The message posted with the photo read: "Our real enemy ... Need 2 stop pointing guns at each other and at the ones that's legally killing us and innocents."
The next image posted to the same account said, "There are numerous crooked and corrupted cops (mostly white) & mostly they harass, beat or kill innocents (mostly blacks)."
The posts caused alarm among Philly firefighters, who do not want a fissure to form between themselves and police.
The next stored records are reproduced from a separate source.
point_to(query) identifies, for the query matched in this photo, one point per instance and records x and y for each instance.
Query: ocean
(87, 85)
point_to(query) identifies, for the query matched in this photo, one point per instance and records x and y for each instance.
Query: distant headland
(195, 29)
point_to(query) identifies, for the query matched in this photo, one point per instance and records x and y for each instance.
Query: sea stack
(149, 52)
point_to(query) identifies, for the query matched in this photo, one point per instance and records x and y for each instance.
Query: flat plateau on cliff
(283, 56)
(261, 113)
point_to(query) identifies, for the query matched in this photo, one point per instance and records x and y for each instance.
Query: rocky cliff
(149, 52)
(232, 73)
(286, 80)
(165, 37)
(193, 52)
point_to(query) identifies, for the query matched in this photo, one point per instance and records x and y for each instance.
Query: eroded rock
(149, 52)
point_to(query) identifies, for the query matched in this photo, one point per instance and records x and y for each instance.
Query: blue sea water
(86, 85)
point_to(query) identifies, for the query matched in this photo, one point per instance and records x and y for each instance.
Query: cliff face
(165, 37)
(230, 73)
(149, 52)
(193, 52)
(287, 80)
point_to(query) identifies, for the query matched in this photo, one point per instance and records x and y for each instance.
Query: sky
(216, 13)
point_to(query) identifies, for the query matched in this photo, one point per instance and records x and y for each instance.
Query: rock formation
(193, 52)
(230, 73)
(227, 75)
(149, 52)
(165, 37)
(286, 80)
"In this difficult time, I want to assure the members of the Philadelphia Police Department that we are here to support and assist you whenever you may need," said Joe Schulle, president of Local 22, the firefighters and paramedics union. "[We] proudly stand shoulder to shoulder with our brothers in blue. ... We are brothers and sisters in public safety."
Hours after the initial post caught the ire of Philly leaders, the paramedic, who is based out of Medic 23 in southwest Philly, shared an apology on social media.
"That post was out of anger of what is going on around the world (Mike Brown, Eric Garner & Etc.) & past experiences that I've had with police," the post said. "My intention was not to slander or hurt anyone or my brothers in blue. Again I am sorry."
An investigation is underway, and Sawyer said the charged images are unlikely to damage the bond between the Philly's Fire Department and police force.
"We have a pretty strong relationship with the police department," he said. "So one member's mistake is not going to severe those ties."